Recently, I’ve been working on some projects for fun, trying out some things I hadn’t worked with before, such as profiling.

But after profiling my code, I found out that my average GPU activity is around 50%. Apparently, the code frequently hangs for a few hundred milliseconds on the dataloader process. I’ve tried a few things in the dataloader: increasing/decreasing the number of workers, setting pin-memory to true or false, but neither seems to really matter. I have an NVME drive, so the disk is not the problem either. I’ve concluded that the bottleneck must be the CPU.

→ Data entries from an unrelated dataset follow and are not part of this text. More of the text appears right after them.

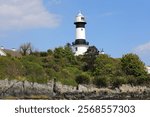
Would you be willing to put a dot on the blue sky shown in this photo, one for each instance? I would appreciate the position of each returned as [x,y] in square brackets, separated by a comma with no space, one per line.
[117,26]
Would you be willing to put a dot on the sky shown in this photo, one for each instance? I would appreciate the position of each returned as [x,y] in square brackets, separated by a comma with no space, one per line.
[117,26]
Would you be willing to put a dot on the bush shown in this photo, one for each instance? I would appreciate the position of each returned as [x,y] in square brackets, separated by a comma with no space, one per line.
[83,78]
[101,81]
[118,81]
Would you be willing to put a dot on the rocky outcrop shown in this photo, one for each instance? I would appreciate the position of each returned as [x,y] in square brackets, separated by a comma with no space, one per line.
[55,90]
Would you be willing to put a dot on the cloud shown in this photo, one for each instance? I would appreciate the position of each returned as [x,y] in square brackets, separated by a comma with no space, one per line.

Now, I’ve read that pre-processing the data might help, so that the dataloader doesn’t have to decode the images, for example, but I don’t really know how to go about this. I have around 2TB of NVME storage, and I’ve got a couple datasets on the disk (ImageNet and INaturalist are the two biggest ones), so I don’t suppose I’ll be able to store them on the disk uncompressed.

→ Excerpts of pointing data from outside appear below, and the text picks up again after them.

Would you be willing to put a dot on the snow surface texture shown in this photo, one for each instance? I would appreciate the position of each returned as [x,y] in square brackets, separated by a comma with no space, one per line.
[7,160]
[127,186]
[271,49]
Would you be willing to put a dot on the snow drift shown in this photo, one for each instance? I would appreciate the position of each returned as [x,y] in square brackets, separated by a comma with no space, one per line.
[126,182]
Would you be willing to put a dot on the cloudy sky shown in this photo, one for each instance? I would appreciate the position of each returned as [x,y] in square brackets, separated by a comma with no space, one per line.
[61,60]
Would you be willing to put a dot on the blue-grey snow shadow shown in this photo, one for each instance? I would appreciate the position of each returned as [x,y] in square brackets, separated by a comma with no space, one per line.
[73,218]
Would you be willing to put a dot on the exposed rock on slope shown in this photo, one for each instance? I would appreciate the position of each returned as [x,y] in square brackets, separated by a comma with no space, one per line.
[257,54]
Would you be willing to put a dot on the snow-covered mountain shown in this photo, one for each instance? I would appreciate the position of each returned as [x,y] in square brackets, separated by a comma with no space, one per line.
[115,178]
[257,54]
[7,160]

Is there anything I can do to lighten the load on the CPU during training so that I can take advantage of the 50% of the GPU that I’m not using at the moment?

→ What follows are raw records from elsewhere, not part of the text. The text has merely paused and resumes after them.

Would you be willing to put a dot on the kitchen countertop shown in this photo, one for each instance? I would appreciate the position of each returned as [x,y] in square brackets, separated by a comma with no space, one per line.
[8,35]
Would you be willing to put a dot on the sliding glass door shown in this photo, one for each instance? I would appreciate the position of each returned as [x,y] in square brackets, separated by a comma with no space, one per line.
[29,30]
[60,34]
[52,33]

  • RetroPenguin_@alien.topB
    link
    fedilink
    English
    arrow-up
    1
    ·
    11 months ago

    Does your GPU util peak at 100%? If not, increase the batch size until it does (roughly). A couple ideas: do any transforms on the GPU or before starting your training job, have the CPU be solely responsible for loading images from disc. Increase the number of workers to the number of CPUs you have.